Today, we introduce DiffusionGemma, an experimental open model that explores text diffusion, an exceptionally fast approach to text generation. Released under an Apache 2.0 license, this 26B Mixture of Experts (MoE) model moves beyond the sequential token-by-token processing of typical autoregressive Large Language Models (LLMs). Instead, it generates entire blocks of text simultaneously, delivering up to 4x faster text generation on GPUs.
Built upon the industry-leading intelligence-per-parameter of our Gemma 4 family and cutting-edge Gemini Diffusion research, DiffusionGemma integrates a novel diffusion head designed to maximize generation speed. While autoregressive Gemma 4 models remain the standard for high-quality production outputs, DiffusionGemma is designed for researchers and developers exploring speed-critical, interactive local workflows such as in-line editing, rapid iteration, and generating non-linear text structures.

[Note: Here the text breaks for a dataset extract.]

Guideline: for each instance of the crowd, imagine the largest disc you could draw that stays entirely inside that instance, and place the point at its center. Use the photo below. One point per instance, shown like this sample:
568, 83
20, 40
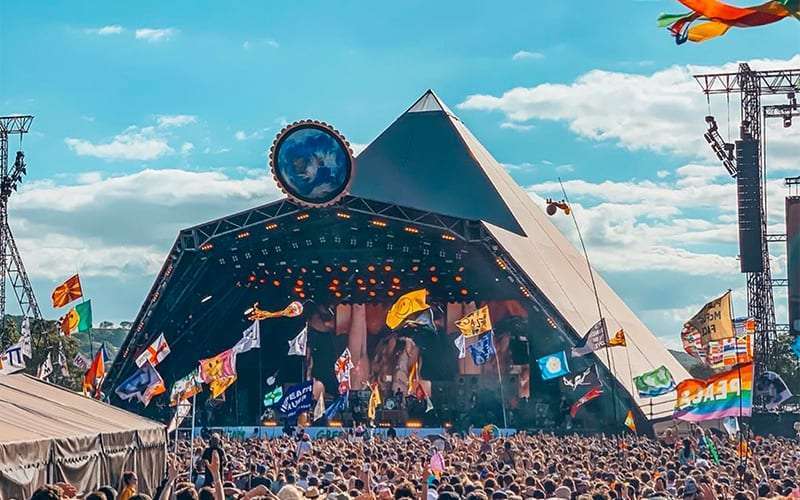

Unlocking New Value for Developers
Developers building real-time interactive AI applications often struggle with the latency bottlenecks of local inference. DiffusionGemma addresses these challenges directly, with some key trade-offs:
- Blazing Fast Inference: By shifting the decode bottleneck from memory-bandwidth to compute, DiffusionGemma generates up to 4x faster token output on dedicated GPUs (1000+ tokens per second on a single NVIDIA H100, 700+ tokens per second on NVIDIA GeForce RTX 5090).
- Accessible Hardware Footprint: Operating as a 26B total Mixture of Experts (MoE) model that activates only 3.8B parameters during inference, DiffusionGemma fits comfortably within 18GB VRAM limits of high-end dedicated consumer GPUs when quantized.
- Bi-directional Attention: Generating 256 tokens in parallel with each forward pass allows every token to attend to all others, providing significant advantages for non-linear domains such as in-line editing, code infilling, amino acid sequences, or mathematical graphs.
- Intelligent Self-Correction: The model iteratively refines its own output, allowing it to evaluate the entire text block at once to fix mistakes in real-time.
Experimental Status & Production Recommendations
Because it prioritizes speed and parallel layout generation, DiffusionGemma’s overall output quality is lower than standard Gemma 4. For applications that demand maximum quality, we recommend deploying standard Gemma 4. You can improve DiffusionGemma's performance on specific tasks through fine-tuning. For instance, Unsloth fine-tuned DiffusionGemma to play Sudoku—a task autoregressive models struggle with due to future token dependencies. DiffusionGemma's bi-directional attention makes this much easier.
Why Diffusion for Text?
While the AI research community has explored diffusion-based text generation for years, applying it to large models has remained a challenge. DiffusionGemma changes this by shifting how models use hardware.
Conclusion
DiffusionGemma's speedup is designed for local and low-concurrency inference. In high-QPS cloud serving, autoregressive models can be deployed to saturate compute efficiently, so DiffusionGemma's parallel decoding offers diminishing returns and can result in higher serving costs. By downloading and integrating DiffusionGemma, developers can access the experimental model weights on Hugging Face and efficiently serve using tools like MLX, vLLM, and Hugging Face Transformers.
Blogger's Review: The introduction of DiffusionGemma marks a significant breakthrough in the field of text generation, especially in terms of speed and parallel processing capabilities, greatly enhancing the efficiency of local inference. The fine-tuning ability for specific tasks also provides developers with more possibilities, warranting attention to its performance in real-world applications.